No deal between UK and EU may knock GBP/USD down to 1.2.
Bad luck never comes alone. No-deal Brexit is not a single political risk for GBP. The Labour party suggests the second referendum on the UK’s membership of the European Union. The Britain's opposition party expressed the willingness to vote against Theresa May’s Brexit plan; even if it is completely changed, the Conservative party won’t necessarily approve it. This fact worsens already tense political situation in the UK, sending GBP/USD down to the bottom of figure 29. After all, the steady rise of the U.S. dollar also makes a contribution.
Sterling didn’t responded so much after May maintained her leadership as a result of Tory meeting. Previously, the GBP used to drop in response to the Prime Minister’s speeches about hard Brexit in 2016, towards its record low since 1985; and to its monthly low, responding to the rumours about her possible resignation in 2017. This time, the head of the government expressed her confidence that the deal would be reached, though, again repeating that a bad deal would be worse than no deal. Increasing risks of no-deal Brexit result in the widest gap between the implicit and the actual volatility since the referendum in 2016. According to Commerzbank (DE:CBKG), this fact suggests a significant drop in GBP rate if the negative scenario is implemented.

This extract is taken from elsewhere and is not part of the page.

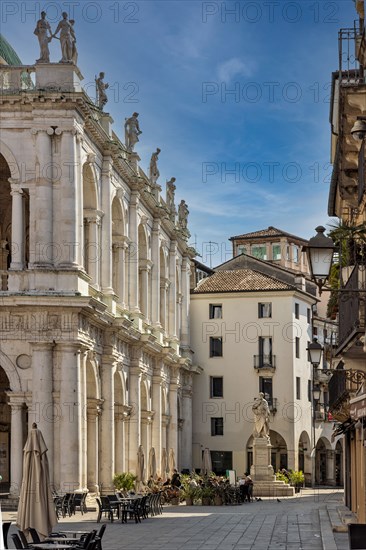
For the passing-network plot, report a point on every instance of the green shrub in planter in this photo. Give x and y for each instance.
(124, 481)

Dynamics of pound-dollar volatility spread
Source: Bloomberg
Bloomberg experts’ median forecast suggests that, if the UK and the EU fail to strike a deal, the sterling will tank as low as $1.15.The chances of it are up at 23% in the October poll, compared to 20% probability in July. In fact, it is not so much to change the experts’ bullish forecasts; especially since the second referendum will grow much more likely if the deal hasn’t been reached. Reuters respondents expect GBP/USD to hit the levels of 1.33 and 1.37 in six and twelve months respectively.
I still suggest that, if UK’s political situation improves, the GBP/USD long-term uptrend will recover, though the pound will be still under a pressure in the short-term. After a series of positive macro-economic data, the expected increase in the Bank Rate is shifted to May,2019. It can well turn out that the index will be up at 1.25% before the end of 2019. Besides, no deal between London and Brussels won’t necessarily result in the easing of the UK monetary policy. Increasing inflation rate will make the Bank of England tighten it.
It stands to reason that the strong U.S. dollar positions must be mentioned in the GBP/USD analysis. The U.S.-Canada trade conflict has been settled down, the U.S. PMI is up, Jerome Powell sounds hawkish; and so, the greenback is steadily climbing up. But you should remember about political risks ahead the U.S. midterm election. In my opinion, if the sterling bulls drive GBP above $1.3065, the uptrend be more likely to restore.